The news that several thousand workers at Target's corporate offices in Minneapolis will lose their jobs emerged in the next-to-last paragraph of a statement handed to reporters covering a presentation executives made to financial analysts Tuesday in New York.
Just as those reporters started tweeting and posting Web alerts, Target employees got an e-mail from Chief Executive Brian Cornell that described the initiatives he and other executives were presenting to analysts. In the next-to-last paragraph, it mentioned job eliminations at headquarters, though without any mention of how many.
Vagueness is common at companies that undergo massive downsizing, analysts said Wednesday.
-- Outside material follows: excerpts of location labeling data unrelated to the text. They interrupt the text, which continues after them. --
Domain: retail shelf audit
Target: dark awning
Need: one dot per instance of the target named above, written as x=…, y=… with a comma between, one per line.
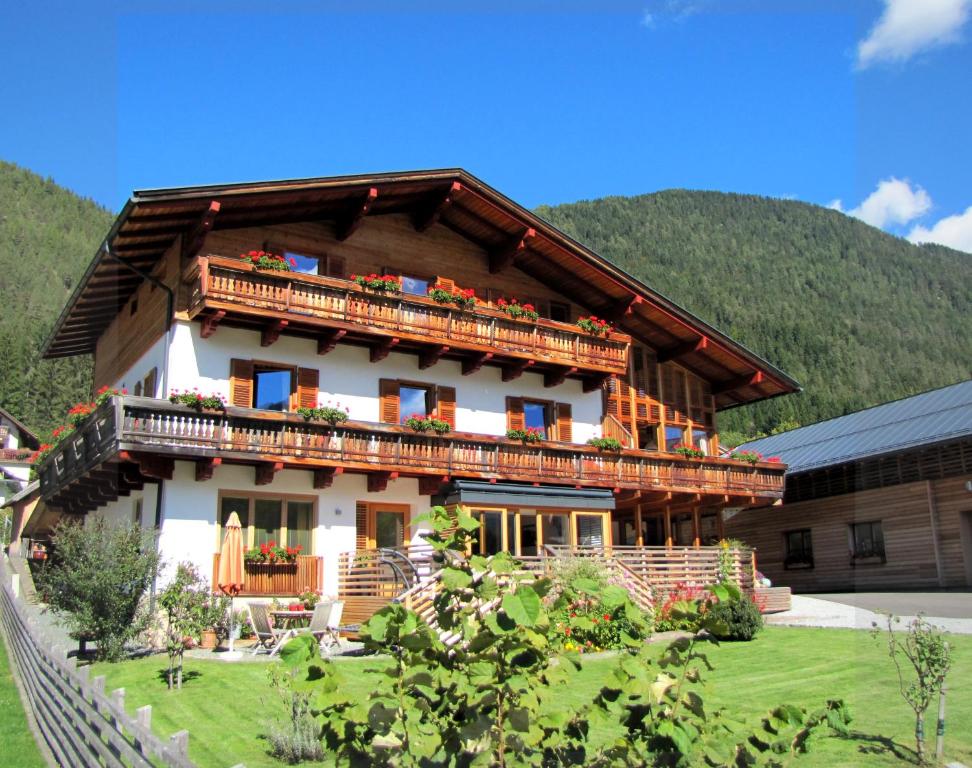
x=518, y=495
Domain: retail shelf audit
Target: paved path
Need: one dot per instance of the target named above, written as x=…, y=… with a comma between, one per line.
x=808, y=611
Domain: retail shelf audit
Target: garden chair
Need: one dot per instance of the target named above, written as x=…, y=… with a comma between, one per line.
x=325, y=624
x=268, y=637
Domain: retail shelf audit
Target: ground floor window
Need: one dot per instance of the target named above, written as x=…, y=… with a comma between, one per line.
x=798, y=549
x=287, y=520
x=867, y=541
x=523, y=532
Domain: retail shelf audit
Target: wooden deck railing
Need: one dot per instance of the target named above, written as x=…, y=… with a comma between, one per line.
x=282, y=579
x=157, y=426
x=227, y=284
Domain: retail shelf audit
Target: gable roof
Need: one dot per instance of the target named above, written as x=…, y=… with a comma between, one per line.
x=152, y=219
x=912, y=422
x=29, y=438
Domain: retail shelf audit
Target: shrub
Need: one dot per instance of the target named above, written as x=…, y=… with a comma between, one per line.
x=735, y=618
x=95, y=581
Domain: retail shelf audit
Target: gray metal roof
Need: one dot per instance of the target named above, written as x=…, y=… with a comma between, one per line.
x=931, y=417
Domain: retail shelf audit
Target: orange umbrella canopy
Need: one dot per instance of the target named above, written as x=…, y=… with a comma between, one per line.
x=229, y=578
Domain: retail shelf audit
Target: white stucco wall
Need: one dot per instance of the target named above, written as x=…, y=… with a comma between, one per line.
x=348, y=378
x=190, y=511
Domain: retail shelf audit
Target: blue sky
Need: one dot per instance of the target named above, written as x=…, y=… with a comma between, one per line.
x=817, y=100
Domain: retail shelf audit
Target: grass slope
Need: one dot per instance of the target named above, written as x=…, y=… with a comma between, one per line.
x=17, y=742
x=224, y=706
x=855, y=315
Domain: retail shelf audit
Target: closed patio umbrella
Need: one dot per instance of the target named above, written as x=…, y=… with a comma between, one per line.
x=229, y=578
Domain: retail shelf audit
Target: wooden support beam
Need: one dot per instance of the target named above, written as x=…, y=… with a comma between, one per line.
x=681, y=350
x=430, y=356
x=471, y=365
x=380, y=351
x=378, y=481
x=324, y=476
x=206, y=467
x=429, y=484
x=749, y=380
x=353, y=220
x=329, y=340
x=623, y=310
x=211, y=322
x=193, y=242
x=149, y=465
x=505, y=255
x=266, y=471
x=433, y=213
x=594, y=383
x=558, y=376
x=272, y=332
x=513, y=371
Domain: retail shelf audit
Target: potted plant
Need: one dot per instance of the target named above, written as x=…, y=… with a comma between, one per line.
x=528, y=435
x=379, y=283
x=605, y=444
x=271, y=262
x=327, y=413
x=516, y=310
x=197, y=401
x=421, y=423
x=595, y=325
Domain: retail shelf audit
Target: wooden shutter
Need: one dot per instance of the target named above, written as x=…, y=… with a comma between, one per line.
x=514, y=413
x=445, y=404
x=361, y=538
x=565, y=423
x=148, y=385
x=241, y=383
x=307, y=383
x=335, y=266
x=388, y=401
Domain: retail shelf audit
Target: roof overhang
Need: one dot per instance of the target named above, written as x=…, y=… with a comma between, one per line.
x=151, y=221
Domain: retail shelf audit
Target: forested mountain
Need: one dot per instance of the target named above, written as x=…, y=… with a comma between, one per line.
x=47, y=237
x=857, y=316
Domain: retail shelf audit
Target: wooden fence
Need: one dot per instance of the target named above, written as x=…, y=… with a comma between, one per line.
x=81, y=724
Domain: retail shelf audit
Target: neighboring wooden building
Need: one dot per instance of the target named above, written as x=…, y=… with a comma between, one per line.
x=879, y=499
x=168, y=304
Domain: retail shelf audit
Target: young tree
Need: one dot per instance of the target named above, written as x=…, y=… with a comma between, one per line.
x=96, y=579
x=925, y=649
x=189, y=609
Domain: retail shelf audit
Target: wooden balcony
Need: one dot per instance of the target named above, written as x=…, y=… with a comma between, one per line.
x=230, y=291
x=280, y=579
x=158, y=432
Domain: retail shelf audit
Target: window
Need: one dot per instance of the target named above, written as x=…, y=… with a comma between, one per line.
x=559, y=312
x=536, y=416
x=867, y=541
x=272, y=388
x=287, y=520
x=702, y=439
x=799, y=549
x=415, y=400
x=417, y=286
x=673, y=438
x=305, y=265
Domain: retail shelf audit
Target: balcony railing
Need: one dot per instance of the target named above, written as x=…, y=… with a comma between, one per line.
x=251, y=436
x=231, y=285
x=281, y=579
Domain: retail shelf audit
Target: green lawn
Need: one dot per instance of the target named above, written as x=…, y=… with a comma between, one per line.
x=15, y=736
x=225, y=705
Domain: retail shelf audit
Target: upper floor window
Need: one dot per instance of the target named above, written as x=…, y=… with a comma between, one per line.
x=867, y=540
x=417, y=286
x=799, y=549
x=272, y=386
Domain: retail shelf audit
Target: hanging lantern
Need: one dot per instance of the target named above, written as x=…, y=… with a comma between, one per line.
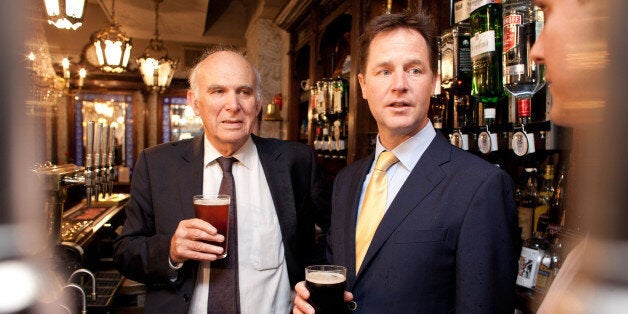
x=113, y=47
x=65, y=14
x=156, y=67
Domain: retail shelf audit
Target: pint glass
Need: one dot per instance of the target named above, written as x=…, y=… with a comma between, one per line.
x=215, y=210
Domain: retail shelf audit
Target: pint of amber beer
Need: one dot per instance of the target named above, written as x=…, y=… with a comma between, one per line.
x=326, y=284
x=215, y=210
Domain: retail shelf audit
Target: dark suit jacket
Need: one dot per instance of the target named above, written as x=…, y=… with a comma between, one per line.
x=446, y=243
x=167, y=176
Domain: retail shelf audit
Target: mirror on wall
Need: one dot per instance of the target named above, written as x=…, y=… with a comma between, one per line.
x=179, y=121
x=112, y=109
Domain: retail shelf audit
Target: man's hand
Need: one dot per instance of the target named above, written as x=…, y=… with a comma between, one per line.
x=190, y=241
x=300, y=300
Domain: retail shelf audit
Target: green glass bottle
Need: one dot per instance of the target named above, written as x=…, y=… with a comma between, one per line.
x=486, y=50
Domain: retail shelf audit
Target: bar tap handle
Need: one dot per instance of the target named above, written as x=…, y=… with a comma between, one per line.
x=104, y=152
x=89, y=163
x=111, y=176
x=97, y=160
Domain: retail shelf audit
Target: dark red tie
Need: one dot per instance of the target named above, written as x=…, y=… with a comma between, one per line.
x=224, y=295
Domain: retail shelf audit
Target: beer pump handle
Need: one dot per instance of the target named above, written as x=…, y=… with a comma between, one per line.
x=97, y=158
x=104, y=173
x=89, y=162
x=112, y=134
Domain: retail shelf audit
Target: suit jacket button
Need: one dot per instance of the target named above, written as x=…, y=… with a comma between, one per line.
x=352, y=306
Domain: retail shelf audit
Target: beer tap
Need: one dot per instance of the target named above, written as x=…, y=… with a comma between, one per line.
x=97, y=160
x=112, y=173
x=83, y=298
x=104, y=156
x=90, y=274
x=89, y=163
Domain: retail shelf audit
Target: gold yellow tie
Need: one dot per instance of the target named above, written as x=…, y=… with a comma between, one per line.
x=373, y=206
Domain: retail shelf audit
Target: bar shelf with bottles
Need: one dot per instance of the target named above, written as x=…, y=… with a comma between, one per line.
x=328, y=110
x=492, y=101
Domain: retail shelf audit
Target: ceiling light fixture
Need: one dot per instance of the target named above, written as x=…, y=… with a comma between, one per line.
x=113, y=47
x=67, y=14
x=156, y=67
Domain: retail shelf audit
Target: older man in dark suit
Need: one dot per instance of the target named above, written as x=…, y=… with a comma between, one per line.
x=279, y=192
x=439, y=236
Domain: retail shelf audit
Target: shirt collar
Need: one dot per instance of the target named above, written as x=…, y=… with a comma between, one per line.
x=410, y=151
x=245, y=155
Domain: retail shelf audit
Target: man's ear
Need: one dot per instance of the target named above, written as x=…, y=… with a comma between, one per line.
x=192, y=102
x=362, y=84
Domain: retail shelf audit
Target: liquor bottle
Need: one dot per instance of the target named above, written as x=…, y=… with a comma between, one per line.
x=455, y=55
x=528, y=202
x=331, y=143
x=522, y=76
x=436, y=112
x=340, y=97
x=318, y=142
x=486, y=50
x=325, y=142
x=522, y=142
x=556, y=211
x=536, y=261
x=546, y=191
x=462, y=11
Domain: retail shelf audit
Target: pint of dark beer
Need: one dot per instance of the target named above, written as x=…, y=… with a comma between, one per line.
x=215, y=210
x=326, y=284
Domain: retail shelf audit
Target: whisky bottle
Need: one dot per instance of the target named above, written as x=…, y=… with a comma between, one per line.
x=556, y=211
x=486, y=50
x=455, y=53
x=437, y=101
x=527, y=204
x=487, y=139
x=536, y=261
x=522, y=76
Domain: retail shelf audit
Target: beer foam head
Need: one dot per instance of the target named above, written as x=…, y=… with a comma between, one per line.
x=327, y=278
x=212, y=201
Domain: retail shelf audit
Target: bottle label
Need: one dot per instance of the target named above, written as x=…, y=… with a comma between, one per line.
x=487, y=142
x=528, y=267
x=460, y=140
x=476, y=4
x=515, y=69
x=447, y=60
x=482, y=43
x=511, y=31
x=519, y=143
x=462, y=10
x=338, y=95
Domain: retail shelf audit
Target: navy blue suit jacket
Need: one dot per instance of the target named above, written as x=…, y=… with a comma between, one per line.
x=445, y=245
x=167, y=176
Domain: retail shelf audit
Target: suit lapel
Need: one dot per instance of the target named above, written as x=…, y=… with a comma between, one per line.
x=350, y=218
x=190, y=175
x=278, y=177
x=425, y=176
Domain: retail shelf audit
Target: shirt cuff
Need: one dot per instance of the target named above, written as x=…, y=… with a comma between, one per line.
x=174, y=266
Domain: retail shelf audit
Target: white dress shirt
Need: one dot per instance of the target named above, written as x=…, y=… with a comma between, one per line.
x=264, y=285
x=409, y=152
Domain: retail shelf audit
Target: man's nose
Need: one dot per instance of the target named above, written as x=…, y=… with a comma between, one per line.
x=231, y=101
x=399, y=81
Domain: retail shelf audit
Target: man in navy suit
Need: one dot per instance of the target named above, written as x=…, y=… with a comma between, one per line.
x=280, y=196
x=447, y=240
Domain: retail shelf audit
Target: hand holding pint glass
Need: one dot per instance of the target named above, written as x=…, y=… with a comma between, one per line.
x=326, y=284
x=215, y=210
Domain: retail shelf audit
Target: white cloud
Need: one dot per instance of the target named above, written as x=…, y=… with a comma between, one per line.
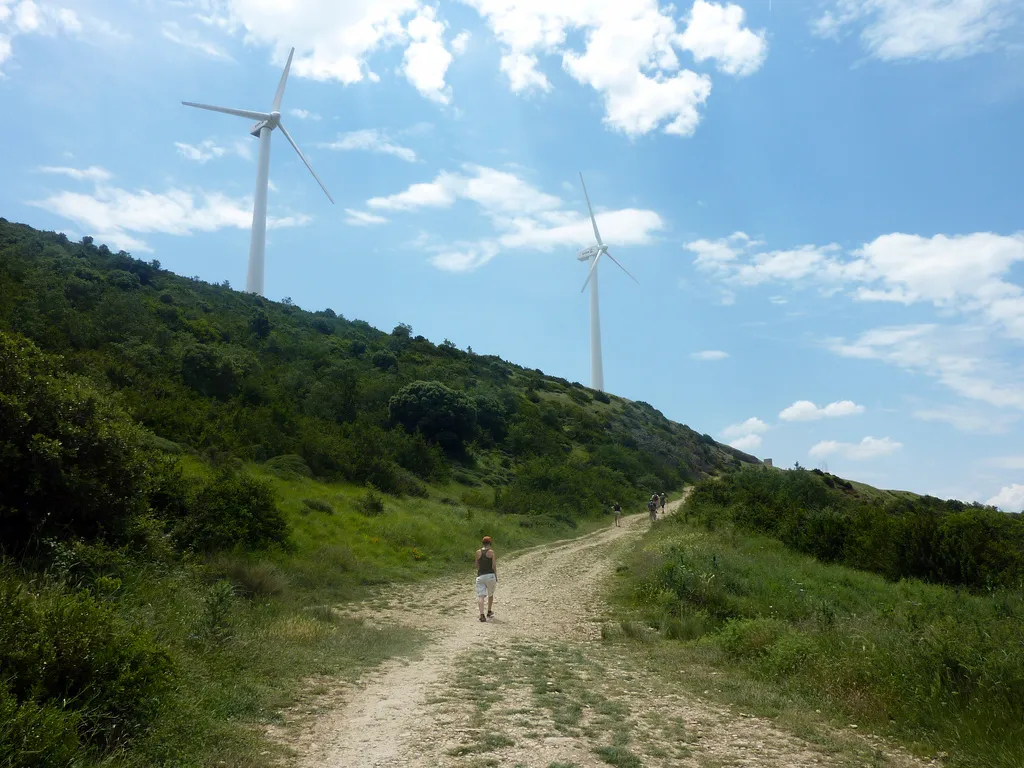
x=1009, y=462
x=807, y=411
x=426, y=59
x=209, y=150
x=30, y=17
x=629, y=56
x=965, y=272
x=969, y=419
x=465, y=256
x=363, y=218
x=745, y=435
x=710, y=354
x=747, y=442
x=869, y=448
x=336, y=40
x=190, y=39
x=522, y=215
x=717, y=32
x=954, y=355
x=1010, y=499
x=921, y=29
x=117, y=215
x=370, y=139
x=92, y=173
x=460, y=43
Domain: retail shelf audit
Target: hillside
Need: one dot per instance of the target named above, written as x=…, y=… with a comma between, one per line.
x=222, y=372
x=194, y=478
x=802, y=596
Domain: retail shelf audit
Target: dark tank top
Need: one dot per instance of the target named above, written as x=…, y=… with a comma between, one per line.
x=486, y=564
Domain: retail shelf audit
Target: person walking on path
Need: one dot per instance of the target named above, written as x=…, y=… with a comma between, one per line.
x=486, y=579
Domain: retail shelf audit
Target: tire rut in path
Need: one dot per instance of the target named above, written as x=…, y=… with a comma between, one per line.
x=410, y=713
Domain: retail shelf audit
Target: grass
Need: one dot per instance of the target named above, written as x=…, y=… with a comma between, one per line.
x=247, y=633
x=783, y=635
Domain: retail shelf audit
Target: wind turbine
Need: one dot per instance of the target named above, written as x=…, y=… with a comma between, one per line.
x=594, y=254
x=266, y=122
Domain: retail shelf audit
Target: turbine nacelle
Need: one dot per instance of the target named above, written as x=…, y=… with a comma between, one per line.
x=588, y=253
x=269, y=121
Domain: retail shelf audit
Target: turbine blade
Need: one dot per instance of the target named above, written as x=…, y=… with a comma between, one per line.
x=228, y=111
x=592, y=219
x=623, y=267
x=303, y=158
x=591, y=272
x=284, y=81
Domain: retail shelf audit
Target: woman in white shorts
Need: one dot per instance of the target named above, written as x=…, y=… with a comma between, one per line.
x=486, y=578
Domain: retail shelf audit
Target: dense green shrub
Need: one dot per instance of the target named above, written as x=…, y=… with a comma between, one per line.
x=70, y=651
x=71, y=462
x=441, y=415
x=943, y=542
x=231, y=510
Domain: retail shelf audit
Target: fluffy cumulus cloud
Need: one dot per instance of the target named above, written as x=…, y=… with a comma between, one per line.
x=869, y=448
x=1010, y=499
x=117, y=216
x=335, y=41
x=921, y=29
x=807, y=411
x=370, y=139
x=966, y=272
x=37, y=17
x=745, y=435
x=630, y=54
x=522, y=216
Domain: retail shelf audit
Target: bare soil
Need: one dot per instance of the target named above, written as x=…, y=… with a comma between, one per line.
x=537, y=686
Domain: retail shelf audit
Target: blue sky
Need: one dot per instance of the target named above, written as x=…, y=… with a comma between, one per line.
x=821, y=200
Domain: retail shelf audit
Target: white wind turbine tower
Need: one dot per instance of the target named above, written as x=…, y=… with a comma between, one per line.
x=595, y=253
x=267, y=121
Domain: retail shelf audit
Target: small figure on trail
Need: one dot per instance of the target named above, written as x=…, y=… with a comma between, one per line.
x=486, y=578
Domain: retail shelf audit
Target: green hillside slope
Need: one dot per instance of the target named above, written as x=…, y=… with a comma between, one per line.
x=800, y=595
x=190, y=476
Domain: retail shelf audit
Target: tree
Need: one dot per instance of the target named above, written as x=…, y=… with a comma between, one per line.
x=439, y=414
x=259, y=324
x=71, y=461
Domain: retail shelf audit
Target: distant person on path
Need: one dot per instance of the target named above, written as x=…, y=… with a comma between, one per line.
x=486, y=579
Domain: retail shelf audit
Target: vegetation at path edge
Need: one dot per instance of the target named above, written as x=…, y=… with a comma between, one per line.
x=193, y=476
x=939, y=667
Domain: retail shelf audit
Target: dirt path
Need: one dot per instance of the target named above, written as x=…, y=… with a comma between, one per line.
x=535, y=686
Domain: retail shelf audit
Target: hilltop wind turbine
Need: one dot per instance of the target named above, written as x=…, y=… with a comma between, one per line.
x=594, y=254
x=266, y=122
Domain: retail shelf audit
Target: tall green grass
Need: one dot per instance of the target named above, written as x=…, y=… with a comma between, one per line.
x=246, y=632
x=937, y=668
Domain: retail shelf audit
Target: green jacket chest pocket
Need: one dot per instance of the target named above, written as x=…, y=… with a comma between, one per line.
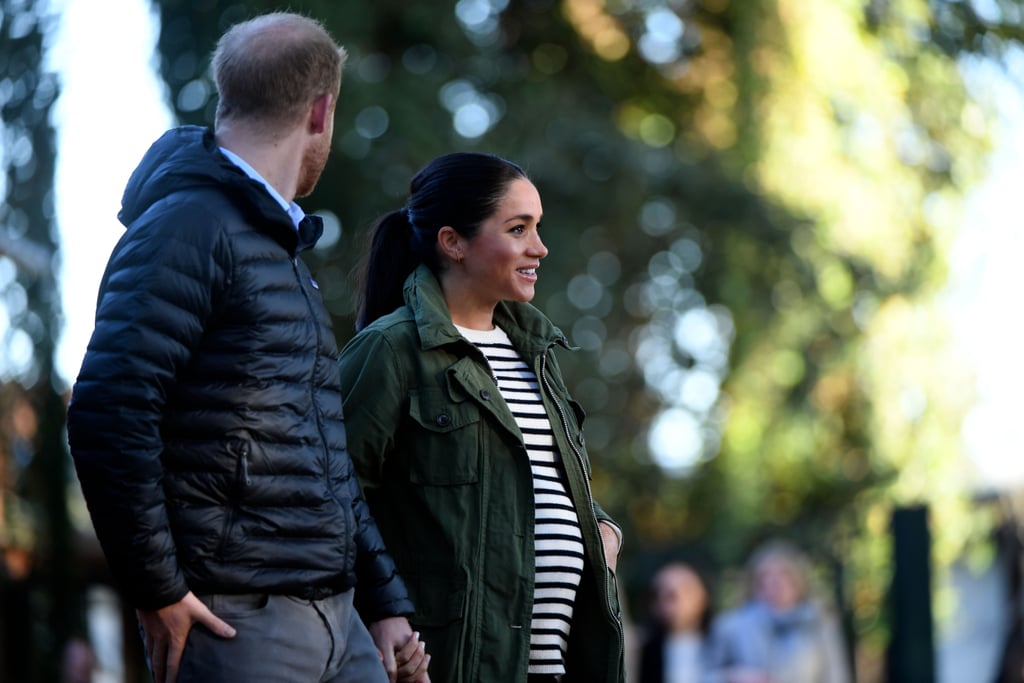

Corporate leaders try to preserve flexibility, defer difficult decisions and avoid unpleasant discussions for as long as possible.
But a successful corporate transformation involves enormous communications work, empathy and even psychological resources, they said.
"A lack of information breeds uncertainty," said John Budd, industrial relations chair at the Carlson School of Management at the University of Minnesota. "Alleviating uncertainty requires open communication and high levels of transparency."
As the news spread Tuesday, Cornell and other executives were still on stage taking questions from analysts. No one brought up the number of people being affected by the cuts, part of a $2 billion cost-reduction program. When an analyst asked how Target can minimize the friction and distraction of downsizing, Cornell said he appointed a senior executive to lead it. "We recognize it is a time of significant change," he said.
For Target employees, who have been expecting cuts and new direction since Cornell arrived last August, Tuesday's news at least provided a sense of the scale of downsizing the new leader thinks is necessary.